Hi, I’m participating PACO challenge and I have 3 questions.
- I would like to ask if the scope of our query is all the 9892 test images or the positive and negative annotations associated with the query
- Did the baseline models’ results in MODEL_ZOO.md be calculated in test-std or test-dev? May you provide the results of baseline models in test-std?
- The Submission Guidelines says ‘Results should be submitted as a list of prediction dictionaries for all images in the dataset’, but due to the aforementioned reasons, the result can’t be accurately calculated. Can I directly submit the det_scores matrix?
Hi there, thanks for your interest in our challenge! Below are answers to your questions:
- The scope of results is all of the 9892 test images. Please run your model on all 9892 images and provide results in format detailed in submission instructions https://eval.ai/web/challenges/challenge-page/1970/submission.

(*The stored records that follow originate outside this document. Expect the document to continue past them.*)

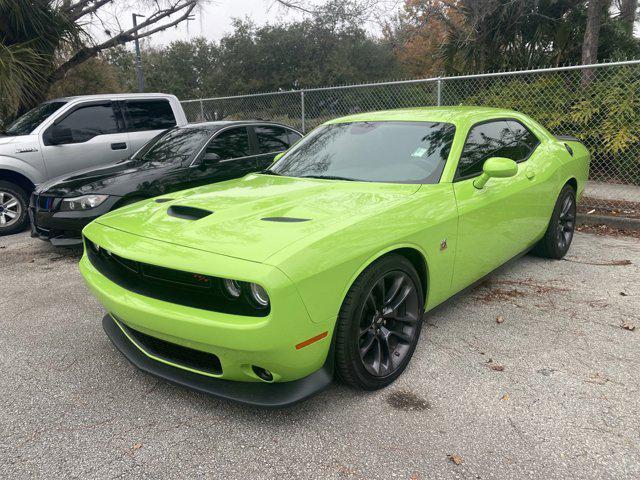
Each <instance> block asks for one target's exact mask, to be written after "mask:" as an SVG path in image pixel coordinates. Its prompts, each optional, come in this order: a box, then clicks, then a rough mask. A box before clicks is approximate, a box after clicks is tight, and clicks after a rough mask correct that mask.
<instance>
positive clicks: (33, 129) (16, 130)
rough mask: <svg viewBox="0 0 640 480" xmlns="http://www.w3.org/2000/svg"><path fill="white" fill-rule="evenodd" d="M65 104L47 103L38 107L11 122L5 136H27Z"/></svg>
mask: <svg viewBox="0 0 640 480" xmlns="http://www.w3.org/2000/svg"><path fill="white" fill-rule="evenodd" d="M65 103H67V102H47V103H43V104H42V105H38V106H37V107H36V108H34V109H33V110H29V111H28V112H27V113H25V114H24V115H22V116H21V117H20V118H18V119H17V120H16V121H15V122H13V123H12V124H11V125H10V126H9V128H7V130H6V131H5V133H6V134H7V135H29V134H30V133H31V132H33V131H34V130H35V129H36V127H37V126H38V125H40V124H41V123H42V122H44V121H45V120H46V119H47V118H49V116H50V115H51V114H52V113H53V112H55V111H56V110H58V109H59V108H60V107H62V106H63V105H64V104H65Z"/></svg>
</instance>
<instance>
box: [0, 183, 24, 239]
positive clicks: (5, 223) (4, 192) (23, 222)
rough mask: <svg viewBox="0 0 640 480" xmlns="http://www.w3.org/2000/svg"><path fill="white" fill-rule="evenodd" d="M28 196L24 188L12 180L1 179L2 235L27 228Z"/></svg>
mask: <svg viewBox="0 0 640 480" xmlns="http://www.w3.org/2000/svg"><path fill="white" fill-rule="evenodd" d="M28 198H29V197H28V195H27V192H25V191H24V190H23V189H22V188H20V187H18V186H17V185H15V184H13V183H11V182H5V181H0V236H2V235H10V234H12V233H18V232H21V231H23V230H24V229H25V228H27V225H28V223H29V216H28V213H27V208H28Z"/></svg>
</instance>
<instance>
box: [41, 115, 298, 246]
mask: <svg viewBox="0 0 640 480" xmlns="http://www.w3.org/2000/svg"><path fill="white" fill-rule="evenodd" d="M301 136H302V134H300V133H299V132H297V131H296V130H294V129H293V128H291V127H288V126H285V125H279V124H275V123H267V122H258V121H251V122H239V121H236V122H208V123H194V124H188V125H185V126H182V127H175V128H172V129H170V130H167V131H165V132H163V133H161V134H160V135H158V136H156V137H155V138H153V139H152V140H150V141H149V142H148V143H147V144H146V145H145V146H144V147H142V148H141V149H140V150H139V151H138V152H137V153H136V154H135V155H134V156H133V157H132V158H130V159H127V160H124V161H121V162H118V163H114V164H112V165H107V166H104V167H100V168H93V169H90V170H82V171H79V172H75V173H72V174H70V175H67V176H65V177H62V178H58V179H55V180H52V181H50V182H47V183H44V184H42V185H40V186H39V187H38V188H37V189H36V191H35V192H34V194H33V195H32V196H31V202H30V205H29V216H30V218H31V235H32V236H33V237H39V238H41V239H43V240H50V241H51V243H52V244H54V245H59V246H66V245H75V244H79V243H80V242H81V235H80V233H81V231H82V228H83V227H84V226H85V225H87V224H88V223H89V222H90V221H92V220H93V219H95V218H97V217H99V216H100V215H104V214H105V213H107V212H109V211H111V210H113V209H115V208H119V207H122V206H124V205H129V204H131V203H134V202H138V201H140V200H143V199H146V198H150V197H155V196H157V195H163V194H166V193H170V192H174V191H177V190H184V189H186V188H191V187H197V186H199V185H204V184H208V183H213V182H220V181H223V180H228V179H231V178H237V177H241V176H243V175H245V174H247V173H250V172H255V171H258V170H263V169H265V168H266V167H268V166H269V165H270V164H271V163H272V162H273V157H274V156H275V155H276V154H277V153H279V152H282V151H284V150H286V149H287V148H289V146H290V145H292V144H293V143H295V142H296V141H298V140H299V139H300V137H301Z"/></svg>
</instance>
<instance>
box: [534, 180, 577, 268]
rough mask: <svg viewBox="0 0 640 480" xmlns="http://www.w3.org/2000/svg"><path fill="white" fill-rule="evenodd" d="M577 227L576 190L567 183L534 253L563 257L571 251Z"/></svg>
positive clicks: (565, 185) (544, 256) (538, 254)
mask: <svg viewBox="0 0 640 480" xmlns="http://www.w3.org/2000/svg"><path fill="white" fill-rule="evenodd" d="M575 228H576V191H575V190H574V189H573V187H572V186H571V185H565V186H564V187H563V189H562V190H561V191H560V195H558V200H556V205H555V207H554V208H553V213H552V214H551V220H549V226H548V227H547V231H546V232H545V234H544V237H542V239H540V241H539V242H538V243H537V244H536V246H535V247H534V249H533V251H534V253H535V254H537V255H539V256H541V257H545V258H554V259H556V260H559V259H561V258H562V257H564V256H565V255H566V253H567V251H569V247H570V246H571V241H572V240H573V233H574V231H575Z"/></svg>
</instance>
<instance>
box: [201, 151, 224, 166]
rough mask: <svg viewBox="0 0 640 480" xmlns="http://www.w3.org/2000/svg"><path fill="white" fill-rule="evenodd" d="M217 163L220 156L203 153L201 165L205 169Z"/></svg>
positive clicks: (214, 164) (211, 153) (219, 159)
mask: <svg viewBox="0 0 640 480" xmlns="http://www.w3.org/2000/svg"><path fill="white" fill-rule="evenodd" d="M219 161H220V155H218V154H217V153H213V152H208V153H205V154H204V156H203V157H202V165H204V166H207V167H208V166H211V165H215V164H216V163H218V162H219Z"/></svg>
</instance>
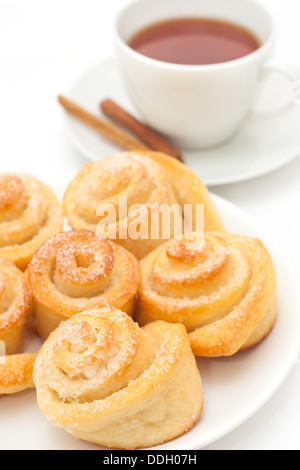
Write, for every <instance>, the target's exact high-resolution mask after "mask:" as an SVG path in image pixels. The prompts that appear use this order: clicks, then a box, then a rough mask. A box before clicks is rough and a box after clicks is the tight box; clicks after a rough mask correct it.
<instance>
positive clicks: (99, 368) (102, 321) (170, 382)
mask: <svg viewBox="0 0 300 470" xmlns="http://www.w3.org/2000/svg"><path fill="white" fill-rule="evenodd" d="M34 383H35V386H36V391H37V401H38V405H39V407H40V409H41V410H42V412H43V413H44V414H45V415H46V416H47V417H48V419H49V420H50V421H51V422H53V423H54V424H55V425H57V426H59V427H61V428H63V429H64V430H66V431H67V432H69V433H70V434H72V435H73V436H74V437H76V438H78V439H83V440H86V441H89V442H93V443H96V444H99V445H104V446H107V447H115V448H119V449H135V448H141V447H149V446H152V445H156V444H159V443H162V442H165V441H167V440H170V439H172V438H174V437H176V436H178V435H180V434H182V433H183V432H185V431H187V430H188V429H189V428H190V427H191V426H192V425H193V423H194V422H195V421H196V420H197V419H198V416H199V414H200V413H201V410H202V405H203V397H202V383H201V378H200V374H199V371H198V369H197V366H196V361H195V357H194V355H193V354H192V352H191V348H190V344H189V340H188V336H187V333H186V330H185V328H184V327H183V325H179V324H176V325H175V324H174V325H173V324H167V323H165V322H155V323H153V324H150V325H147V326H146V327H145V328H140V327H139V326H138V324H137V323H135V322H134V321H133V320H132V319H131V318H130V317H129V316H128V315H126V314H125V313H124V312H121V311H119V310H117V309H114V308H113V307H106V308H102V309H99V310H95V311H94V310H89V311H85V312H81V313H79V314H77V315H74V316H73V317H71V318H70V319H69V320H67V321H65V322H63V323H62V324H61V325H60V326H59V327H58V328H57V329H56V330H55V331H53V332H52V333H51V334H50V336H49V337H48V339H47V340H46V341H45V343H44V344H43V346H42V348H41V350H40V352H39V354H38V357H37V360H36V362H35V367H34Z"/></svg>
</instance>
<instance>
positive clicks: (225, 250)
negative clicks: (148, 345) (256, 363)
mask: <svg viewBox="0 0 300 470" xmlns="http://www.w3.org/2000/svg"><path fill="white" fill-rule="evenodd" d="M138 298H139V301H138V308H137V315H136V319H137V321H138V322H139V324H141V325H144V324H147V323H149V322H152V321H155V320H158V319H160V320H164V321H168V322H180V323H183V324H184V325H185V326H186V328H187V331H188V332H189V338H190V342H191V346H192V350H193V352H194V354H196V355H198V356H210V357H215V356H230V355H232V354H234V353H236V352H237V351H238V350H240V349H245V348H248V347H250V346H253V345H254V344H256V343H258V342H259V341H261V340H262V339H263V338H264V337H265V336H266V335H267V334H268V333H269V332H270V331H271V329H272V327H273V325H274V323H275V320H276V317H277V301H276V274H275V268H274V265H273V262H272V259H271V256H270V254H269V253H268V251H267V250H266V248H265V246H264V245H263V243H262V242H261V241H260V240H258V239H254V238H251V237H246V236H240V235H235V234H230V233H225V232H207V233H206V234H205V236H204V239H203V238H202V234H198V235H197V234H190V235H186V236H185V237H184V238H183V239H181V240H172V241H169V242H167V243H166V244H164V245H163V246H161V247H159V248H158V249H156V250H155V251H153V252H152V253H150V254H149V255H148V256H147V257H145V258H144V259H143V260H142V261H141V284H140V288H139V293H138Z"/></svg>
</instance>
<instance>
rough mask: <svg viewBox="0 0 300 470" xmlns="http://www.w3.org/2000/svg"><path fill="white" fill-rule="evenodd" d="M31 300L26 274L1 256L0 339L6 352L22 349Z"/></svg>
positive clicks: (30, 296)
mask: <svg viewBox="0 0 300 470" xmlns="http://www.w3.org/2000/svg"><path fill="white" fill-rule="evenodd" d="M30 300H31V295H30V290H29V286H28V282H27V278H26V276H25V274H24V273H23V272H22V271H20V270H19V269H18V268H17V267H16V266H15V264H14V263H13V262H12V261H9V260H6V259H2V258H0V341H2V342H3V343H4V344H5V353H6V354H15V353H17V352H19V351H20V348H21V345H22V333H23V327H24V324H25V320H26V315H27V313H28V311H29V307H30Z"/></svg>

- MODEL_ZOO.md shows results on the entire test dataset (std + dev). We have provided results on std and dev splits in the camera ready paper version but I see that it is not up on arXiv yet, it will take a few days for the new version to show up. I can send you the camera ready version privately to unblock you in the mean time.
- We have released the test_dev split so you can compare performance of your own models on test_dev split (again using predictions on all images, the eval code in paco/paco_query_evaluation.py at main · facebookresearch/paco · GitHub supports evaluation on a subset that has the ground truths). You can also compare results of baseline models we released in model zoo to your results, that should give you an idea of whether your model is better or worse than the baseline. Once you are satisfied, you can upload the results in the format specified in submission instructions and the eval server will evaluate on test_std and post results on the leaderboard if you decide to do so.

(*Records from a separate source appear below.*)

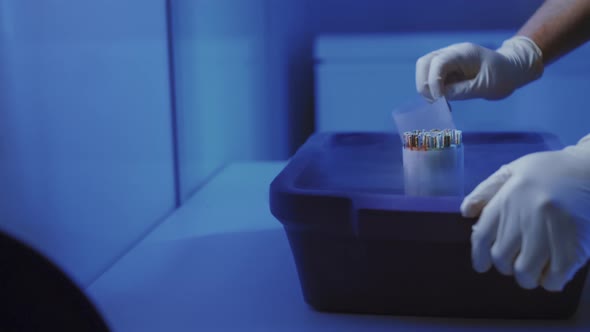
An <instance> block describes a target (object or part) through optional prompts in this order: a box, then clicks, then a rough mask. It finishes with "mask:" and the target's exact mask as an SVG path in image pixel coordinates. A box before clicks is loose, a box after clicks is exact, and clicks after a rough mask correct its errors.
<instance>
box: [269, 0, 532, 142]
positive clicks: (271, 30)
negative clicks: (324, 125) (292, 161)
mask: <svg viewBox="0 0 590 332" xmlns="http://www.w3.org/2000/svg"><path fill="white" fill-rule="evenodd" d="M542 2H543V1H541V0H535V1H517V2H515V1H508V0H501V1H485V2H484V1H461V0H449V1H434V0H417V1H390V0H369V1H358V0H347V1H342V0H323V1H314V0H298V1H291V3H287V2H284V1H281V2H279V1H272V0H267V5H268V8H269V17H270V20H269V30H270V31H271V32H272V34H271V36H272V40H271V43H272V44H273V49H279V50H282V51H283V53H282V54H281V55H282V56H283V57H284V58H285V59H286V60H284V61H285V65H286V66H288V71H287V73H288V76H287V77H286V78H285V79H284V80H283V81H279V82H278V83H279V85H281V84H285V85H286V87H285V90H286V91H288V92H287V95H288V98H286V99H285V100H283V101H282V103H283V106H284V108H286V109H287V110H288V113H289V118H288V119H289V126H290V130H289V132H290V141H289V152H290V153H293V152H294V151H295V150H296V149H297V148H298V147H299V146H300V145H301V144H302V143H303V142H304V141H305V140H306V139H307V137H308V136H309V135H310V134H311V133H312V132H313V131H314V129H315V127H314V111H315V110H314V104H315V97H314V76H313V64H314V59H313V43H314V40H315V38H316V37H317V36H320V35H324V34H358V33H371V34H372V33H396V32H430V31H437V32H442V31H466V30H514V31H516V30H517V29H518V28H519V27H520V26H521V25H522V24H524V22H525V21H526V20H527V19H528V17H530V16H531V15H532V14H533V13H534V11H535V10H536V9H537V8H538V7H539V6H540V5H541V3H542ZM283 82H284V83H283Z"/></svg>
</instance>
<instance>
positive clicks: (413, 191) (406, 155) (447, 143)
mask: <svg viewBox="0 0 590 332" xmlns="http://www.w3.org/2000/svg"><path fill="white" fill-rule="evenodd" d="M403 143H404V144H403V166H404V187H405V193H406V195H411V196H462V195H463V187H464V185H463V175H464V169H463V141H462V133H461V131H460V130H454V129H445V130H438V129H433V130H430V131H426V130H415V131H410V132H405V133H404V135H403Z"/></svg>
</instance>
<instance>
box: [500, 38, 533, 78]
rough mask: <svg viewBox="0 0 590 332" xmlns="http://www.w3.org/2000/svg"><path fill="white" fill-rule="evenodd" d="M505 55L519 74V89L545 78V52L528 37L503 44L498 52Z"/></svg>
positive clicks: (508, 41) (500, 47) (513, 39)
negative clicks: (536, 80)
mask: <svg viewBox="0 0 590 332" xmlns="http://www.w3.org/2000/svg"><path fill="white" fill-rule="evenodd" d="M496 51H497V52H498V53H500V54H501V55H503V56H504V57H505V58H506V59H507V60H508V61H509V62H510V63H511V64H512V65H513V66H514V67H515V69H516V70H517V71H518V72H519V74H520V75H518V79H517V82H516V83H517V85H518V87H521V86H523V85H525V84H528V83H530V82H532V81H535V80H537V79H539V78H540V77H541V76H543V72H544V69H545V66H544V64H543V52H542V51H541V49H540V48H539V46H537V44H536V43H535V42H534V41H533V40H532V39H530V38H529V37H526V36H514V37H512V38H510V39H507V40H505V41H504V43H502V46H501V47H500V48H499V49H497V50H496Z"/></svg>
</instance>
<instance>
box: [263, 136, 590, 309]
mask: <svg viewBox="0 0 590 332" xmlns="http://www.w3.org/2000/svg"><path fill="white" fill-rule="evenodd" d="M561 147H562V146H561V145H560V143H559V142H558V140H557V139H556V138H555V137H554V136H552V135H549V134H542V133H465V134H464V149H465V150H464V151H465V153H464V158H465V176H464V185H465V192H466V193H469V192H470V191H471V190H472V189H473V188H474V187H475V186H476V185H477V184H478V183H479V182H481V181H482V180H484V179H485V178H486V177H488V176H489V175H491V174H492V173H493V172H494V171H495V170H497V169H498V168H499V167H500V166H501V165H503V164H505V163H508V162H510V161H513V160H514V159H516V158H518V157H520V156H523V155H525V154H528V153H532V152H537V151H544V150H554V149H559V148H561ZM401 152H402V151H401V143H400V139H399V137H398V136H396V135H393V134H379V133H348V134H347V133H340V134H330V133H323V134H316V135H314V136H312V137H311V138H310V139H309V140H308V141H307V142H306V143H305V144H304V145H303V146H302V147H301V148H300V149H299V151H298V152H297V153H296V154H295V156H294V157H293V158H292V159H291V160H290V162H289V163H288V165H287V166H286V167H285V169H284V170H283V171H282V172H281V173H280V174H279V175H278V176H277V177H276V178H275V179H274V181H273V182H272V184H271V187H270V208H271V212H272V213H273V215H274V216H275V217H276V218H277V219H278V220H279V221H280V222H281V223H282V224H283V226H284V229H285V231H286V233H287V237H288V239H289V242H290V245H291V250H292V253H293V257H294V259H295V263H296V266H297V270H298V274H299V280H300V283H301V289H302V291H303V295H304V298H305V301H306V302H307V303H309V304H310V305H311V306H312V307H314V308H315V309H317V310H320V311H330V312H349V313H371V314H394V315H418V316H445V317H465V318H518V319H528V318H538V319H563V318H568V317H571V316H572V315H573V314H575V312H576V310H577V307H578V304H579V300H580V297H581V293H582V290H583V286H584V282H585V279H586V274H587V269H588V267H587V266H586V267H585V268H583V269H582V270H580V271H579V273H578V274H577V275H576V276H575V278H574V279H573V280H572V281H571V282H570V283H569V284H568V285H567V286H566V288H565V289H564V290H563V291H562V292H548V291H546V290H544V289H542V288H538V289H535V290H525V289H522V288H520V287H519V286H518V285H517V283H516V281H515V280H514V279H513V278H512V277H507V276H503V275H501V274H499V273H498V272H496V271H495V270H493V269H492V270H491V271H490V272H487V273H484V274H479V273H476V272H475V271H474V270H473V269H472V266H471V254H470V250H471V248H470V236H471V226H472V225H473V223H474V222H475V220H468V219H464V218H462V217H461V215H460V212H459V206H460V204H461V201H462V199H463V197H458V196H455V197H451V196H448V197H410V196H406V195H404V188H403V170H402V159H401V158H402V156H401V155H402V154H401Z"/></svg>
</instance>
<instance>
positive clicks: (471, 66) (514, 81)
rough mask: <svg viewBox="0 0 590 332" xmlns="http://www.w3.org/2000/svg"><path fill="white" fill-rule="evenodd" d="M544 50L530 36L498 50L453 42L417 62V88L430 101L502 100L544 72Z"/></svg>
mask: <svg viewBox="0 0 590 332" xmlns="http://www.w3.org/2000/svg"><path fill="white" fill-rule="evenodd" d="M543 68H544V66H543V60H542V52H541V50H540V49H539V47H538V46H537V45H536V44H535V43H534V42H533V41H532V40H531V39H529V38H527V37H524V36H516V37H513V38H510V39H508V40H506V41H505V42H504V43H503V44H502V46H501V47H500V48H499V49H498V50H496V51H493V50H490V49H488V48H485V47H482V46H478V45H474V44H470V43H461V44H454V45H451V46H448V47H445V48H443V49H440V50H437V51H434V52H432V53H429V54H427V55H425V56H423V57H421V58H420V59H418V61H417V63H416V89H417V90H418V92H419V93H420V94H421V95H422V96H424V97H425V98H426V99H428V100H429V101H431V102H432V101H434V100H436V99H438V98H440V97H442V96H445V97H446V98H447V99H449V100H460V99H471V98H485V99H489V100H495V99H502V98H505V97H507V96H509V95H510V94H512V93H513V92H514V91H515V90H516V89H518V88H519V87H521V86H523V85H525V84H527V83H529V82H531V81H534V80H536V79H538V78H539V77H541V75H542V74H543Z"/></svg>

Hope this helps, good luck with the challenge!
Thank you for your answer. Accoding to the submission instructions https://eval.ai/web/challenges/challenge-page/1970/submission, I should submit a dict for each image.
However, the evalution methods in your code don’t use images’ dicts, in fact, the evaluation code herehttps://github.com/facebookresearch/paco/blob/main/paco/evaluation/paco_query_evaluation.py first calculates the det_scores matrix using the compute_similarity_matrix() fuction, in which det_scores[i][j] means the score of the ith box matched with the jth query_id. I first considered to select the query_id with the max score as the final result dict of each box, but after I submit the result , it turned out that the L2 queries and L3 queries have 0 score, which means they are not predicted at all. In fact, the det_scores matrix’s high score are all in L1 query, the scores of L2 and L3 query are very low.
Then I check your evalution code, I found that you didn’t choose the max score as I did. Instead, you first select the query_id that match with this image, and then choose the boxes with the max score of these specific query_id.
However, you haven’t provided the query_id that match with the specific image in the test_std, so I can’t submit result with the right format.
May you answer this quetion or can I just submit the det_scores matrix ? Thank you !
Hi there, not sure why you are looking at the eval code to determine the format of the submissions, but the complete eval process from the input prediction dump (that contains a dict for each image) is given in paco/query_predictions_eval.py at main · facebookresearch/paco · GitHub (this code will take the prediction dump in the required format and convert to internal representation (det_bboxes and det_scores)). det_scores matrix is used only internally and cannot be submitted directly.
So your model should take an image, detect bounding boxes for objects in the image, and then for each box predict scores for 4345 queries that exist in this dataset. This should be done for all images. Now, you could provide a Kx4345 matrix of scores (for all boxes and all queries) for each image but prediction dumps would be too big (10-100GB) and you will have issues with submission upload. The way that detectors usually work is that they keep only N top boxes based on predicted scores. This basically sparsifies the prediction score matrix and doing so reduces the prediction dump size so we opted for this format (providing arrays of bounding boxes, predicted query classes, and predicted scores, all of the same length).
Hope this helps clarify submission format.
Thank you ! But how can I get the prediction dump in the required format from the code?
We haven’t released the dumping code for baselines (and there is no plan to do so), we assume that participant developing their methods have their own code and that they will write their own code for dumping their predictions in the submission format.
If you need baseline numbers on test-dev for comparison with your method, baseline code can be run on test-dev dataset and evaluation numbers can be obtained directly by using the PACOQueryEvaluator.
Thank you! The problem has been solved!